We learned from an old brake guy about residual valves, which reside in the master cylinder, and keep a small amount of pressure against the shoes to keep them from backing off too far from the drums. We could never find any good solution for using discs and drums together. There was no master cylinder with the proper hydraulic ratio that contained a residual valve, especially for the rear only.

We ultimately used four-wheel discs for which adjustable proportioning valves are actually made and changed the rules.

There have been discussions or questions in your magazine, which were about problems using different front and rear brakes. Perhaps you could explain this more clearly. Especially about how dangerous it could be when you’re least expecting it.


It is important to make sure that every aspect of your car’s braking system is correctly configured for the vehicle and application, and in good working order. There is nothing inherently dangerous about a front disc/rear drum system. This was standard fare in tens of millions of vehicles made over the past few decades, and is still commonly used to this day.

Problems with inherently incompatible parts really doesn’t exist with OEM systems from major car manufacturers. However, when hobbyists alter their vintage vehicle’s brake systems, incompatible parts are a real danger.

Because of that, I normally recommend against cobbling a braking system together from disparate parts, and instead suggest buying a complete system engineered specifically for your vehicle by a competent person or company.

When designing a brake system, another factor that should be considered but is often overlooked is the capability and condition of other, related parts of the car.

For example, braking action imparts loads to the steering, suspension, wheels, chassis, tires, and various other parts and if you’re increasing a car’s braking capacity you need to consider the effects of this on other parts of the car.

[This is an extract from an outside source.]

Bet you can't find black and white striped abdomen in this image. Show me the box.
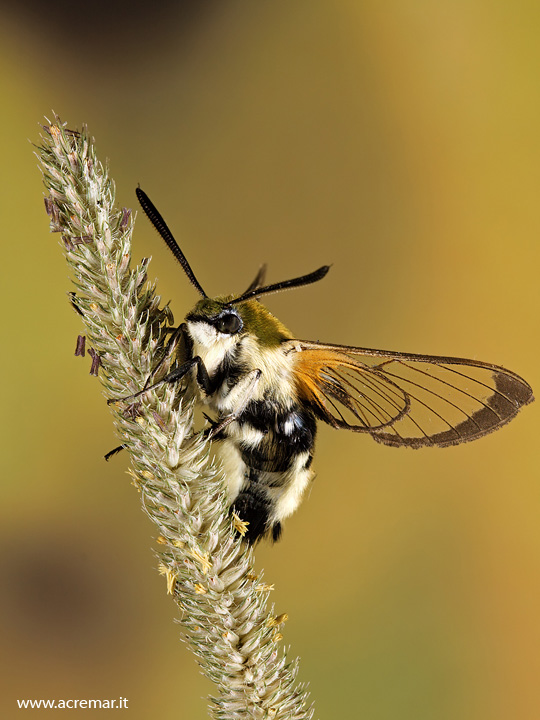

Regarding residual valves, as the name implies these are designed to maintain

some level of residual hydraulic pressure in the braking system at all times. Drum brake systems use a residual valve to maintain about 10-pounds of pressure in order to keep the brake shoes very close to the drums. This reduces the lag time between when the operator presses the brake pedal and when braking action occurs, and helps maintain a high, firm pedal. Residual valves are also used in braking systems that have a master cylinder mounted lower than the calipers or wheel cylinders to prevent the fluid from draining back toward the master because of gravity.